Через некоторое время я услышала, как снова поворачивается ключ в замке; кто-то кричит: «Веди ее вниз!» Появляется здоровенная баба и приказывает: «Тебя ждут, давай скорей!» Не на расстрел ли меня ведут — на сей раз по-настоящему? Я невольно замедляю шаг, но тут снизу, с лестницы, опять орут: «Ну живей, давай живей!» И я слышу свой собственный голос: «А куда мне спешить?» Надзирательница идет следом, толкает меня, я прохожу через какой-то двор, потом через второй. За окнами вижу лица заключенных; они смотрят на меня, и я машинально машу им на прощанье рукой. Наконец я попадаю в большое помещение, где меня ожидает приличного вида человек. Он говорит мне:
— Прошу меня извинить, я обязан присутствовать. При чем присутствовать? При моей казни?
— Да, пожалуйста, — отвечаю я и остаюсь стоять посередине этой комнаты, где царит полумрак.
Но вот открывается дверь и входит мой сын. Он странно одет, на нем брюки галифе, в руках он держит кепку, белый узелок и розу. Я его обнимаю, плачу от радости, от возбуждения, от неожиданности. Наконец-то я впервые что-то узнаю о своей семье.
Дмитрий меня успокаивает, рассказывая о судьбе каждого. Минуты бегут. Подходит начальник тюрьмы и говорит с сожалением:
— Извините. Свидание окончено.
С розой и белым узелком в руке я карабкаюсь, на этот раз радостно, по трем лестницам, которые приводят меня обратно в камеру. Неприветливая надзирательница неожиданно преображается. Она меня спрашивает, не хочу ли я перейти в другую камеру и помыться. Я с удовольствием соглашаюсь на более просторную и чистую камеру, но от мытья отказываюсь, так как не уверена в чистоте самой ванны.
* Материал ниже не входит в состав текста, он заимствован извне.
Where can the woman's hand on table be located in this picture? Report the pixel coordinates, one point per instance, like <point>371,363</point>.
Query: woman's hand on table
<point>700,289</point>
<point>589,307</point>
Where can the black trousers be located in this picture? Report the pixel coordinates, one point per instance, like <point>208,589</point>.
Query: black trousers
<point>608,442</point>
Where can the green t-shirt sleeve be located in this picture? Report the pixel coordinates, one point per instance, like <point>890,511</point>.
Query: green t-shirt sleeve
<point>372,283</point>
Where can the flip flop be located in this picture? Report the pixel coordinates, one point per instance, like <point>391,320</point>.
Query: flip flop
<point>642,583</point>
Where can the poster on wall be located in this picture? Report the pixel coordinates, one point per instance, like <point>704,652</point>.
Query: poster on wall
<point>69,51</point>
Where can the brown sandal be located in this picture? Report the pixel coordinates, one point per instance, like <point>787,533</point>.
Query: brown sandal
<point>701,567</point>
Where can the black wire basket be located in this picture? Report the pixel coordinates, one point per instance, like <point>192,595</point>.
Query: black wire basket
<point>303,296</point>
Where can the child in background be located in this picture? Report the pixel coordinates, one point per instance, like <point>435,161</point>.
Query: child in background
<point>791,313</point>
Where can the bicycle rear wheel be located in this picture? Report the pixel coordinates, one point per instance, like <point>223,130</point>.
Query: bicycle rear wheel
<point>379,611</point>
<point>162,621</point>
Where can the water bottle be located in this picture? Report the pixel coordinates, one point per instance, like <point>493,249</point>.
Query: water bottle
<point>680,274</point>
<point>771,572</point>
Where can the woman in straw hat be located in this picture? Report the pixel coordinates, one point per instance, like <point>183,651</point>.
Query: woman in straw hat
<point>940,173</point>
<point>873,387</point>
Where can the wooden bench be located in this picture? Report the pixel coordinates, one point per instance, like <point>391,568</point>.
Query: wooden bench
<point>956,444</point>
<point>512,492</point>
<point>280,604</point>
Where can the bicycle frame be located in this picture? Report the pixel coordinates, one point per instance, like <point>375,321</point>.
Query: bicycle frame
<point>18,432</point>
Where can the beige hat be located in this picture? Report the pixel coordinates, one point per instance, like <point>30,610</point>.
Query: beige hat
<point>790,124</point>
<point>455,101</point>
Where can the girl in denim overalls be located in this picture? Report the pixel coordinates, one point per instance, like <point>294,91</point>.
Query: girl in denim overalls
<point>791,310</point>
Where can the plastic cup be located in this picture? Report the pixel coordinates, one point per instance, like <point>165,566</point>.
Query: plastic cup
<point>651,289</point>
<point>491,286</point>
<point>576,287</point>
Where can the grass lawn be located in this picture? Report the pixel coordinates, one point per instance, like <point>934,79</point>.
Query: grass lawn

Затем я разворачиваю узелок. И вот у меня на столе роза, а рядом — немного свежей икры, копченой семги, белый хлеб. Сидя на койке, любуюсь этим натюрмортом… Настроение мое поднялось, я даже снова способна спать. Четыре дня спустя меня навещает моя дочь Валя. Мой муж тоже в Москве, но он не может ничего предпринять, не рискуя быть арестованным. Он собирается ехать в Венёв к нашим младшим детям». (Моя мать не знала, что я была в Матове одна.)
Перевод моей матери из Венёва в Москву, чудом спасший ее от верной смерти, был устроен Валей и Дмитрием. Странное дело, но своим спасением моя мать была обязана грозному Дзержинскому, главе Чека, который, как и многие палачи, славился тем, что был добр к детям. Мой брат как-то добрался до него. Он сказал ему, что крестьяне направили в Венёвский Совет ходатайство с несколькими сотнями подписей, требуя освобождения моей матери. Очень характерна первая реакция Дзержинского:
— Так это ж контрреволюция! Всех крестьян, поставивших свои подписи, надо арестовать!
— Может быть, проще было бы перевести мою мать в Москву, — заметил мой брат. — Волнение уляжется, а вам будет удобнее установить, совершила ли она преступление или нет.
— Что ж, хорошо, я пошлю телеграмму в Венёв.
Тогда-то, поняв, что жертва от него ускользает, Венёвский Совет и устроил описанное выше представление.
Дело моей матери носило местный характер и основывалось на личной ненависти к ней некоторых людей. Дальнейший перевод узников в Тулу под тем предлогом, что нарушения были совершены в этой губернии и что следствие должно производиться именно там, не составил особого труда.